It was hot for October even though the day was coming to an end

By Daniel A. Olivas
Published on LatinoLA: November 7, 2003


Los Angeles, 1970


"?Chingada!" Ernesto yelled as his thin body fell down hard on the blacktop after missing the lay-up. His white skin almost glowed in the harsh afternoon sunlight and his light brown hair glistened like a halo. Ernesto's face was almost pretty except for the numerous deep scars on his right cheek and near his chin.

"You big pussy, Ernie!" laughed Carlos as he bent over and rested his hands on his knees trying to catch his breath. Carlos was the tallest and most corpulent fifth grader at St. Martin?s Elementary School. Despite his girth, when he was on the basketball court, he was as graceful as his idol, Jerry West. Because he possessed such great skill, Carlos felt that he had the right to tease anyone who mangled the sport he loved so well. "That was an easy one you missed, Ernie!" said Carlos as he stood up wiping the perspiration from his brow with his forearm.

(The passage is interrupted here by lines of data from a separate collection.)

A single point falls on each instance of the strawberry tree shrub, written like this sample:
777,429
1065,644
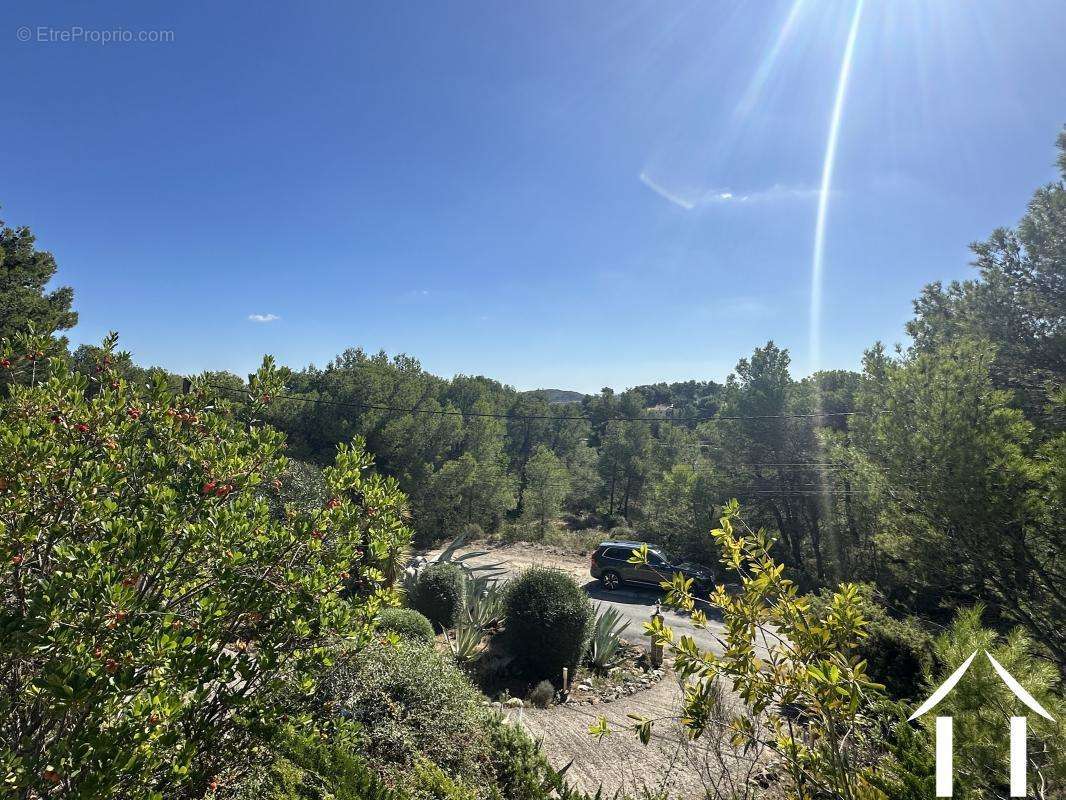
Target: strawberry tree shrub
151,606
549,620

Little dark spots of liquid formed a semi-circle at his feet.

Claudio and Steven stood back laughing. Ernesto almost never missed a shot and he fell maybe only once, at least in front of his friends. Carlos' ribbing stung. "You goddamn fat tub!" said Ernesto as he stood up brushing the dirt off his butt. "If you fell you'd make a crater the size of the moon."

It was hot for October even though the day was coming to an end. The basketball court, which was the focal point of the Central City Recreation Center, sat adjacent to the school house which was nothing more than a two-story, rectangular building with an office, two bathrooms -- boys and girls -- a faculty room, and four small classrooms on each floor for grades one through eight. Though one order of nuns or another ran the school since the 1930s, by 1970, the lay teachers outnumbered them. The students were mostly Mexican, either born in Mexico or born in Los Angeles, but there were a few Asian, Black and white kids. There was usually an odd Central American or two in the mix but they blended in without much trouble even though they brought very strange lunches to school. Ernesto, Claudio and Carlos were Mexican and Steven was Black. But Claudio and Steven formed a close bond because Claudio, unlike most of the Mexican children at the school, was the most Americanized because his grandparents had come from Mexico.

"Hey, Helmet," said Claudio to Steven. Helmet was Steven's nickname because his Afro was large and perfect and looked like a helmet. "Dig on this." Claudio liked to talk hip the way Steven did. Claudio looked down at the gravel and dirt that surrounded the blacktop. He picked up a stick and poked it into a pile of something. He lifted the strange object up with the end of the stick. "What the fuck is this?"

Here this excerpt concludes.